Sehe ich auch so
Hallo Aprizli,
ich verfolge den Bergkarabach-Konflikt auf Southfront, und so wie es aussieht, wird Armenien verlieren. Die haben zu wenig Luftabwehr oder sind nicht entsprechend ausgebildet, das russische Material sinnvoll gegen die türkischen und israelischen Drohnen einzusetzen.
An dem russischen Gerät selbst kannst es nicht liegen, da die Russen Drohnenangriffe auf ihre syrische Basis Hmeimim regelmässig abwehren.
Die Azeris schalten jetzt mit Drohnenangriffen erst die Luftabwehr aus, dann schalten sie Artillerie und Panzer aus und dann kommt der Einmarsch. Für den Einmarsch haben sie Söldner aus Idlibistan, weil die eigenen Männer den Heldentod offenbar scheuen.
Russland ist sauer, weil sich die neue armenische Regierung dem Westen zugewandt hat. Zudem wäre ein Eingreifen zum jetzigen Zeitpunkt vermutlich schon zu spät bzw. extrem aufwendig.
Dass die Azeris Berg-Karabach angreifen, ist auch reine Eitelkeit, weil es offiziell zum Staatsgebiet gehört. Dort gibt es ökonomisch nichts zu holen.
Für die Armenier ändert sich auch nicht so sehr viel. Die können die Flüchtlinge aus Bergkarabach einfach in Armenien integrieren, da die Bevölkerung sowieso rückläufig ist.
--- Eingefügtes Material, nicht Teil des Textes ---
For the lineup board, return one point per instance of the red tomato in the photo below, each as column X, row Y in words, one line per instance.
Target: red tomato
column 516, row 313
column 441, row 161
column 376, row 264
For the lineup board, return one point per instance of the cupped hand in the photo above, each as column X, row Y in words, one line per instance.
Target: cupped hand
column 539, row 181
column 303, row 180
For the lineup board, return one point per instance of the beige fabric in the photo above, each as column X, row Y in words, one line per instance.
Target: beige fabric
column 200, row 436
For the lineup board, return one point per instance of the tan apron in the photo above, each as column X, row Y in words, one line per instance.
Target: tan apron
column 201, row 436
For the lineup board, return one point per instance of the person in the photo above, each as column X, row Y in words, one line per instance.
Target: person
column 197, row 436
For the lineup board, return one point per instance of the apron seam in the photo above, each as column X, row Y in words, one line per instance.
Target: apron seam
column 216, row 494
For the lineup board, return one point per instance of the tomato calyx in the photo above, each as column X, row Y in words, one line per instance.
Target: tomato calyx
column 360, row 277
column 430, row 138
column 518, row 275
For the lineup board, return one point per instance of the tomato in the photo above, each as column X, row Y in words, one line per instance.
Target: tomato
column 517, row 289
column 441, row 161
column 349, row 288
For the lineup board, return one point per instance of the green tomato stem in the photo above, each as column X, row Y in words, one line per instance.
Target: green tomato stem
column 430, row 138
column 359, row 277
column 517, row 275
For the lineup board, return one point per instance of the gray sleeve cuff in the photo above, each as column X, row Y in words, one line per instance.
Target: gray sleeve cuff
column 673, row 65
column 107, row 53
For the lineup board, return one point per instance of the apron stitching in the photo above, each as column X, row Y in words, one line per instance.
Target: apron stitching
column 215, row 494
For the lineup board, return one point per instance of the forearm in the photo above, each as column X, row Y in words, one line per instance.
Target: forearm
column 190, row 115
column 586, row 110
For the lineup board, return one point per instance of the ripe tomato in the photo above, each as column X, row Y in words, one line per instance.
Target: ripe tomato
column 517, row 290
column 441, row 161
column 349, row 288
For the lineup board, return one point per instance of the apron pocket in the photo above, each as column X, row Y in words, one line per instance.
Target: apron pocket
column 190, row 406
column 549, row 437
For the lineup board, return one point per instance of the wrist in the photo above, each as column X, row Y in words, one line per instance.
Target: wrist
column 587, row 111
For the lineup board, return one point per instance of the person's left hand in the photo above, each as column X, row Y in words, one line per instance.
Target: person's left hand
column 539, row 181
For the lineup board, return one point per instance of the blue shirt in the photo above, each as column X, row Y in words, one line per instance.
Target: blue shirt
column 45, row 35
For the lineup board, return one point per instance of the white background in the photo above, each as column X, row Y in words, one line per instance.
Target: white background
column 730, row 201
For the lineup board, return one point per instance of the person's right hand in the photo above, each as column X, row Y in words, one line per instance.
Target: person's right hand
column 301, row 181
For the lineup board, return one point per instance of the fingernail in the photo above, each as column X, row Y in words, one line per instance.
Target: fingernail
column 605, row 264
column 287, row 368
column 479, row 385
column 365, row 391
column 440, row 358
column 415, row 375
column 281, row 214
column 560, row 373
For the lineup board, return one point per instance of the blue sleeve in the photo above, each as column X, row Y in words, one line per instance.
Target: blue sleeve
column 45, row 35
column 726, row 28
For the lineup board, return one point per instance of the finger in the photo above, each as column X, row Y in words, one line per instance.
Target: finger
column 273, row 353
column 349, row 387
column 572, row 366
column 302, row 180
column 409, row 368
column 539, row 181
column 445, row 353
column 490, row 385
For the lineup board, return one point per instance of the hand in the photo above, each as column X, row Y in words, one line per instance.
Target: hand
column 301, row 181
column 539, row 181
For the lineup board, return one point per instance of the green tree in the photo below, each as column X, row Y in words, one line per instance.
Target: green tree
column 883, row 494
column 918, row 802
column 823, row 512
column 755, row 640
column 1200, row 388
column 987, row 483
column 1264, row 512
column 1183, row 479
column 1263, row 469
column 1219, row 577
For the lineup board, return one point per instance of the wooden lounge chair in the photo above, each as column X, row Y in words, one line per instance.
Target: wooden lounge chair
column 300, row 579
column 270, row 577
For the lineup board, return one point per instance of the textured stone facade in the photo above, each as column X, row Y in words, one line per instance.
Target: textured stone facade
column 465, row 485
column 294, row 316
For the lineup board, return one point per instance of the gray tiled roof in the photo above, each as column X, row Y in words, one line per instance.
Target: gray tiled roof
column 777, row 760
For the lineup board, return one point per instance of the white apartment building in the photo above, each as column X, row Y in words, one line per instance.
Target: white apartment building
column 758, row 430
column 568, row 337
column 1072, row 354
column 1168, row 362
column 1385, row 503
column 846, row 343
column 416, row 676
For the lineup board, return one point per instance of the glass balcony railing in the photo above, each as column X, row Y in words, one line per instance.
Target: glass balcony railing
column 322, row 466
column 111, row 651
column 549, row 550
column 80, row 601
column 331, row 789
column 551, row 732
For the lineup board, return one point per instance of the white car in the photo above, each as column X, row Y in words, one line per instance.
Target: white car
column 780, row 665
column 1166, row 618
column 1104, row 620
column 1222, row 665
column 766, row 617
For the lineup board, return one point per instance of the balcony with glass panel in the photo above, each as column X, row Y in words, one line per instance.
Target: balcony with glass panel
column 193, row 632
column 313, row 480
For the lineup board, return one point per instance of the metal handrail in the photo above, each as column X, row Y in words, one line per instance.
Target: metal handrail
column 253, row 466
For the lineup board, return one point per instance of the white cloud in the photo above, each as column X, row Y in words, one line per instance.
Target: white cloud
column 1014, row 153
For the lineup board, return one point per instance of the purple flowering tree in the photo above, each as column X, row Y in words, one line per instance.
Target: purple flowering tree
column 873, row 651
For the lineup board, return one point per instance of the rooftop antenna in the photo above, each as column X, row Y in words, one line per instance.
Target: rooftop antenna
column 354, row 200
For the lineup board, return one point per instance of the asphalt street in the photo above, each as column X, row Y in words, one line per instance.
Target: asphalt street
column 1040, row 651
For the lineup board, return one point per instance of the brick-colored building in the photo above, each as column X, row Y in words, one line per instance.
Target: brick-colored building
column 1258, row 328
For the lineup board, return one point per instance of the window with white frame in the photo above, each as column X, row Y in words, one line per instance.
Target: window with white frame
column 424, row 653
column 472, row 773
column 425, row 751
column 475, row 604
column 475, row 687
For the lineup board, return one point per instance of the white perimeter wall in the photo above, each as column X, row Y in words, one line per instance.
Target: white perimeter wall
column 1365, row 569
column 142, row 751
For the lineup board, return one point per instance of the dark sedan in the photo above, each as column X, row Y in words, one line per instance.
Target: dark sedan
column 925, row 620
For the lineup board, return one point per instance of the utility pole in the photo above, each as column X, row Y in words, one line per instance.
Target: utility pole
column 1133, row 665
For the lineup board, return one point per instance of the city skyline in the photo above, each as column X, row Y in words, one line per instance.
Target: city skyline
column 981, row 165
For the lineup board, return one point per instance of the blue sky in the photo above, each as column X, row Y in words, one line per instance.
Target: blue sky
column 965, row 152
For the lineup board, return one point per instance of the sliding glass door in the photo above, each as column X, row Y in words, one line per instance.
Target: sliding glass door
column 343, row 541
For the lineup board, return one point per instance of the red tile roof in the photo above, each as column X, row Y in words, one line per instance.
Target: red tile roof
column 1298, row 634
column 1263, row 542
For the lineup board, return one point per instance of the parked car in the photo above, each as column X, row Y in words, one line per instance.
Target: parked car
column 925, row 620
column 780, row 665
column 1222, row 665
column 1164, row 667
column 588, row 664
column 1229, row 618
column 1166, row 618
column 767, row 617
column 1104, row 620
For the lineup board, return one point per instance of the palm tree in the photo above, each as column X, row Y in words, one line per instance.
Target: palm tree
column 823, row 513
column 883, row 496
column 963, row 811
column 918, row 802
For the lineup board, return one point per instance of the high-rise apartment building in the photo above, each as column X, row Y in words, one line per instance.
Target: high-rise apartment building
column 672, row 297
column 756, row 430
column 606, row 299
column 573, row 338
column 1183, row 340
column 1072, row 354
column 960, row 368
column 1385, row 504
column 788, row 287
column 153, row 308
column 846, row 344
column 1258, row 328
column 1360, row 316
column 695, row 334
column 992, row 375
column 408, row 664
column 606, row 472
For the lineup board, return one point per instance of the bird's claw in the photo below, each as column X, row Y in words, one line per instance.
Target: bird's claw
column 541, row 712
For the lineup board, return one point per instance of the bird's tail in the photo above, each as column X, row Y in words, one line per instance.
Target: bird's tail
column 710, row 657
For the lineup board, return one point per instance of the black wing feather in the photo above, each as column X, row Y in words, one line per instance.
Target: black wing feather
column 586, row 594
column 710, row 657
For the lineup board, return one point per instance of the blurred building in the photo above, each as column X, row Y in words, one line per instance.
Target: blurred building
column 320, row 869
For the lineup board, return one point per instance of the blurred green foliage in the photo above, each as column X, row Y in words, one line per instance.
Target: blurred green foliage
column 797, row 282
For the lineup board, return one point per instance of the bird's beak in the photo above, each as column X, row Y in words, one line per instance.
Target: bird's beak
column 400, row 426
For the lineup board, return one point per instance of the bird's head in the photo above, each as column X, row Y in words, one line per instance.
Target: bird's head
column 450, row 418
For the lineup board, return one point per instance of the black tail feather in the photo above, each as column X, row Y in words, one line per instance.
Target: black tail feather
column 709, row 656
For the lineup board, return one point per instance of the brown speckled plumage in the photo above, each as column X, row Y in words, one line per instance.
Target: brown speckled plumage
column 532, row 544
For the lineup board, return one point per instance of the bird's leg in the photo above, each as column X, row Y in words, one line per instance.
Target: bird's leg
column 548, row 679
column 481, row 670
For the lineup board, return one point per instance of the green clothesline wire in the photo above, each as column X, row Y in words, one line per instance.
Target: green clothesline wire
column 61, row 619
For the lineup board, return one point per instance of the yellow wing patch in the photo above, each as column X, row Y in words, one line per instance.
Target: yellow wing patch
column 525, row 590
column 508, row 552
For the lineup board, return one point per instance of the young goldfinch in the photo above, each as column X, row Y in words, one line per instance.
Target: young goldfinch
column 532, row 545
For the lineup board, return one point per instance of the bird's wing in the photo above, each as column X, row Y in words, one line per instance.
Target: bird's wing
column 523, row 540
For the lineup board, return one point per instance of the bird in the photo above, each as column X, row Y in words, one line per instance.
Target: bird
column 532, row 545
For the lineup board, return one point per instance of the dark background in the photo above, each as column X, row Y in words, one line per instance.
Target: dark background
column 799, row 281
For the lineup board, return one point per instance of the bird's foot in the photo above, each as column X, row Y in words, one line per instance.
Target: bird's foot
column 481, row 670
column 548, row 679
Was eventuelle Gefahren für den Iran betrifft, dazu kann ich nichts sagen.
Klar ist für mich, dass es für die Russen am besten ist, Berg-Karabach aufzugeben und das Geld und Militärmaterial stattdessen nach Syrien zu schicken.
Dort den Fleischwolf Idlib bei Zeiten wieder anzuwerfen, schadet der Türkei, Israel und dem Westen viel mehr und ist erfolgversprechender.
Nebenbei: im Jemen läuft es auch schlecht für die vereinigte westlich-islamistische Front.
Wer sich als westlicher Politikdarsteller mal am antiken Staudamm von Ma'rib ablichten lassen möchte, sollte sich beeilen, denn die Stadt wird wohl bald fallen. Der Westen schrumpft - noch schrumpft er ganz langsam - man muss ganz genau hinsehen an den Rändern, um es zu sehen.